Visite de Ouattara au Congo
Le chef de l’État est rentré, hier, de sa visite d’État au Congo. Au cours de son séjour, Le Patriote affirme que « Ouattara a séduit le Congo », au point où le Président Sassou N’guesso l’a présenté comme un modèle. Selon le président congolais, Alassane Ouattara a sondé toutes les horreurs de la crise en Côte d’Ivoire et en a tiré toutes les leçons.
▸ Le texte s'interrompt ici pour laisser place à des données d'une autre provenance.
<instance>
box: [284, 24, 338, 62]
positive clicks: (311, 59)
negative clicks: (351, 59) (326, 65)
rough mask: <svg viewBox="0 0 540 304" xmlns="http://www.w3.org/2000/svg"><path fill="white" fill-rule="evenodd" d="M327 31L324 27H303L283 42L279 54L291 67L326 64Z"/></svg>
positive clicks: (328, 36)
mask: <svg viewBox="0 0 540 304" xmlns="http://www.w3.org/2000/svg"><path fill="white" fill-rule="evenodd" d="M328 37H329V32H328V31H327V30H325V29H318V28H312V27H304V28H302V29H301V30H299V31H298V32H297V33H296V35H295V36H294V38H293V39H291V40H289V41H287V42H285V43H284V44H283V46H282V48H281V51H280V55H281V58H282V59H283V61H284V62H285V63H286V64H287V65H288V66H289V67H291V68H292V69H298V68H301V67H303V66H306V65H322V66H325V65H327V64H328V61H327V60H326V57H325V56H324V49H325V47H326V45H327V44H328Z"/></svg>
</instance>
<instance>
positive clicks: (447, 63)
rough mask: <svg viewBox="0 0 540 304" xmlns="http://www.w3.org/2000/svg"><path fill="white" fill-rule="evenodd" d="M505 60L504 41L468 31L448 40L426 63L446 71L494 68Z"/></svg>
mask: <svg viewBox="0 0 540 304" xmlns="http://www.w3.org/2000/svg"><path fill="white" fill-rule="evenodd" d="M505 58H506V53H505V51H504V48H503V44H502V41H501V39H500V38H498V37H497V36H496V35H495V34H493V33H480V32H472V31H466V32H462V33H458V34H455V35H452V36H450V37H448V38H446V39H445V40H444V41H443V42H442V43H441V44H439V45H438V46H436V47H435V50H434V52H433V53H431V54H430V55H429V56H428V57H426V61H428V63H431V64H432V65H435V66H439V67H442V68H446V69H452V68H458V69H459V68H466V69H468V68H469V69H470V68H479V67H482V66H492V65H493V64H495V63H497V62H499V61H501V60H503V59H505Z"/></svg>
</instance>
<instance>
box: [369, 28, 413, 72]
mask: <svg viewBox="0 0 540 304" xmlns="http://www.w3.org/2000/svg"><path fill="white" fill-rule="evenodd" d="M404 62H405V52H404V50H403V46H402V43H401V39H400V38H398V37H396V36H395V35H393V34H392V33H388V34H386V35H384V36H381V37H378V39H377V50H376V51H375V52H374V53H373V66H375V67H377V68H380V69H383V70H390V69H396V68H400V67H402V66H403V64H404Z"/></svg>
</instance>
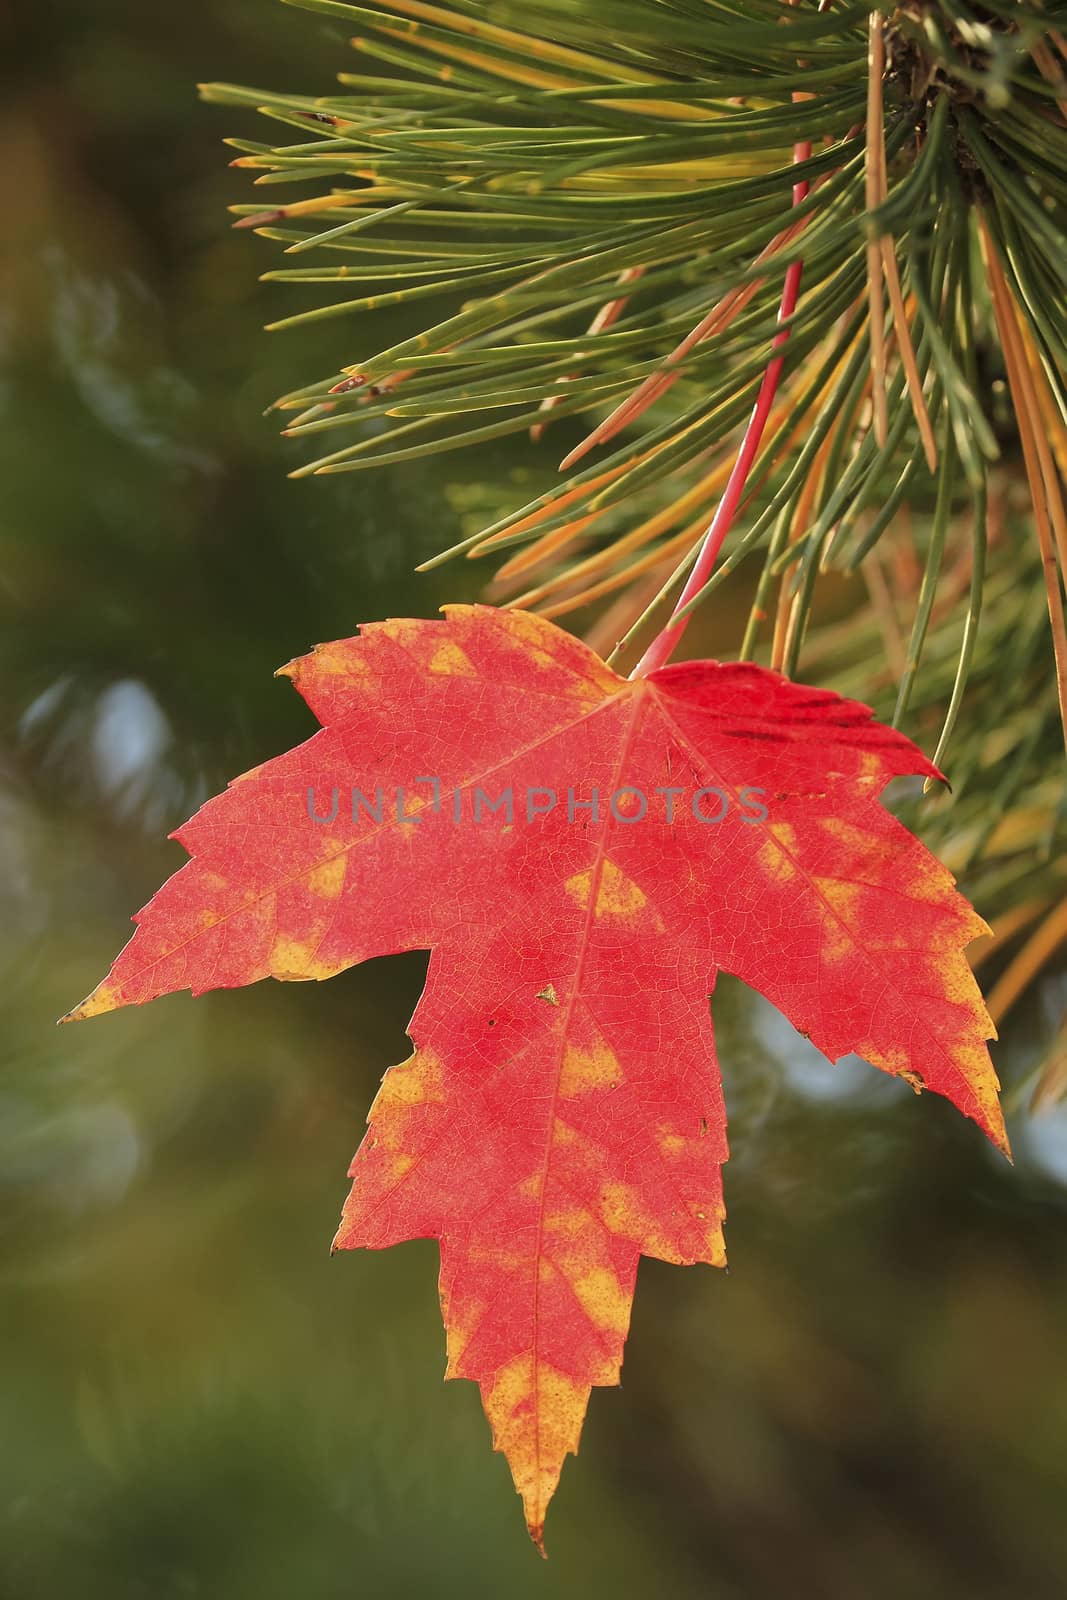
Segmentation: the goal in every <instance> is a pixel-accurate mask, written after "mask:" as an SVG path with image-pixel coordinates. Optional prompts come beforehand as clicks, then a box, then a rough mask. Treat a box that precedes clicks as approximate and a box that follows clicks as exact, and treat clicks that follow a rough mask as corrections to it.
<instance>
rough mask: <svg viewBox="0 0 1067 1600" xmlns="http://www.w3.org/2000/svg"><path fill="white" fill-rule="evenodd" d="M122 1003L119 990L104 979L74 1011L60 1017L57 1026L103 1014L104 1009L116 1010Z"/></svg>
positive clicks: (74, 1008)
mask: <svg viewBox="0 0 1067 1600" xmlns="http://www.w3.org/2000/svg"><path fill="white" fill-rule="evenodd" d="M122 1003H123V1002H122V997H120V994H118V990H117V989H115V987H114V986H112V984H109V982H107V979H104V982H102V984H98V986H96V989H94V990H93V994H90V995H86V998H85V1000H83V1002H82V1005H75V1008H74V1011H67V1014H66V1016H61V1018H58V1019H56V1027H62V1026H64V1022H83V1021H85V1019H86V1018H90V1016H102V1013H104V1011H115V1010H117V1008H118V1006H120V1005H122Z"/></svg>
Qu’il a fait preuve d’un sens aigu du compromis. Fraternité Matin, quant à lui, parle des nouveaux engagements pris entre les deux chefs d’État. C’est qu’ils ont décidé de redynamiser l’axe Abidjan-Brazza par la réactivation des travaux de la grande Commission mixte de coopération qui avait été lancés le 19 janvier 1975, à Yamoussoukro, entre les présidents des deux pays de l’époque. Sassou a donc dit de Ouattara « qu’il a une vision pour l’Afrique ». Depuis le Congo, Ouattara a donné une bonne nouvelle pour les fonctionnaires. Pour lutter contre la vie chère, le président ivoirien a déclaré : « On ne peut pas continuer de gonfler la fonction publique... Nous nous donnons une année. Dès l’année prochaine, nous allons augmenter les salaires à la fonction publique ».